We then used combined CAF stratification by all these three methods to scrutinize the performance of CAF in gastric cancer survival. We included 239 TCGA samples provided both overall (OS) and disease-free survival (DFS) information for survival analysis (Table1). Univariate cox analysis showed Hazard ration (HR) of high CAF group for OS is 2.27 (CI = 1.09–4.73, P = 0.0285), and HR for DFS is 2.26(CI = 1.04–4.91, P = 0.0398). HR for OS in multivariate COX analysis is 2.12(CI = 1.04–4.71, P = 0.0391). We used GSE15459, GSE84437, GSE26901, GSE26253 and GSE62254 datasets to further validate this impact. As expected, the overall survival of high CAF group can be discerned well from CAF low group, (Fig. 2A, C; Additional file 6: Fig. S2A–C). In GSE62254, GSE26901, GSE26253, three cohorts with DFS data, high CAF group exhibits shorter disease-free survival time (Additional file 6: Fig. S2D–F). To rule out the confounding effect caused by Lauren classification and tumor stage, multivariate COX analysis was performed and the results revealed CAF infiltration is an independent factor for gastric cancer survival (Fig. 2B, D).

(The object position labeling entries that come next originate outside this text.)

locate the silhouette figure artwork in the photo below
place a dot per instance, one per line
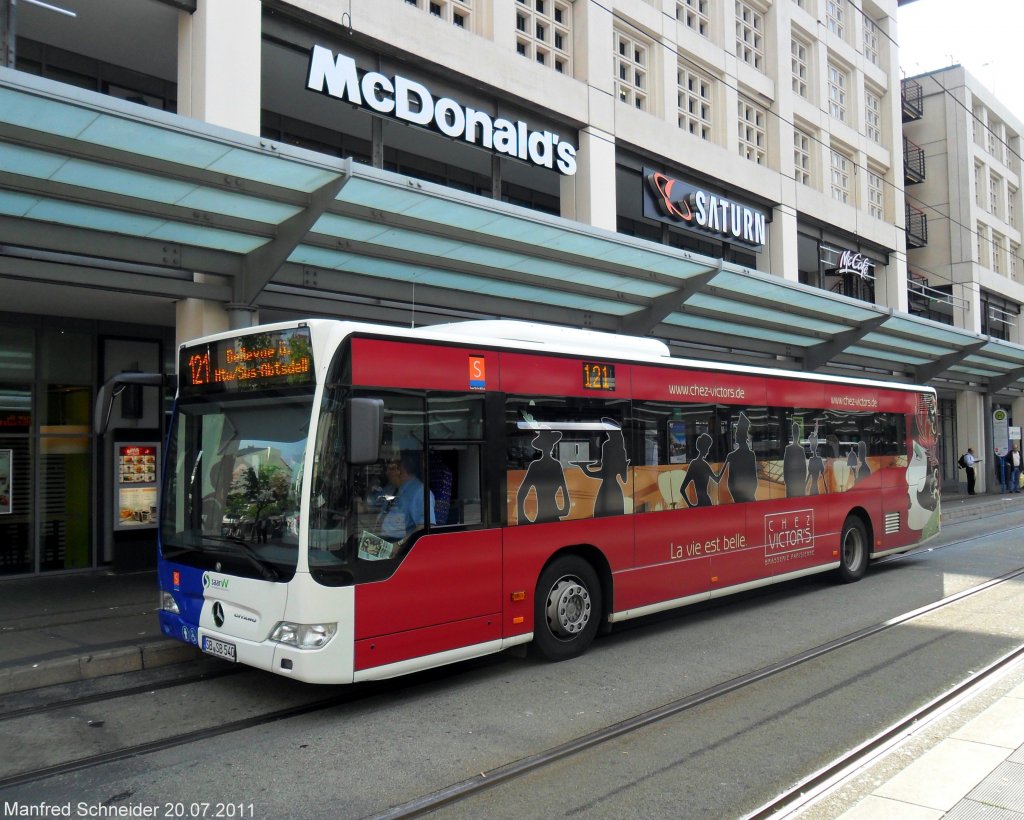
(863, 469)
(795, 466)
(611, 470)
(742, 464)
(815, 466)
(851, 465)
(545, 478)
(699, 474)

Take all these data into consideration, we suggest MCPCOUNTER, XCELL, EPIC based CAF estimation could be a promising strategy for prognostic assessment in gastric cancer.

Table1.

Clinical characteristics CAF and gastric cancer survival in TCGA cohort

Variates Cases Univariate HR 95% CI (P Value) Multivariate HR 95%CI (P value)
OS DFS OS DFS
Age < 50(ref) 20
50 219 0.5409–4.15 (0.437) 0.35–2.25 (0.798) 0.55–4.39 (0.4116) 0.35–2.33 (0.8790)
sex Female(ref) 94
male 145 0.68–2.03 (0.562) 0.98–3.87 (0.0557) 0.67–2.03 (0.5917) 1.02–4.05 (0.0440)
Lauren classification Intestinal(ref) 99
Diffuse 44 0.61–2.57 (0.538) 0.80–4.18 (0.1686) 0.52–2.35 (0.7959) 0.65–3.76 (0.3134)
NOS 95 0.93–3.03 (0.088) 1.17–4.86 (0.0163) 0.81–2.80 (0.1966) 1.07–4.73 (0.0329)
Stage I/II(ref) 138
III 101 0.95–2.71 (0.0783) 0.58–1.91 (0.866) 1.02–3.00 (0.0420) 0.62–2.06 (0.7085)
CAF Low(ref) 73
Medium 81 1.04–4.66 (0.0389) 0.67–3.66 (0.3037) 0.97–4.57 (0.0591) 0.54–3.10 (0.5632)
High 85 1.09–4.73 (0.0285) 1.04–4.91 (0.0398) 1.04–4.71 (0.0391) 0.87–4.24 (0.1081)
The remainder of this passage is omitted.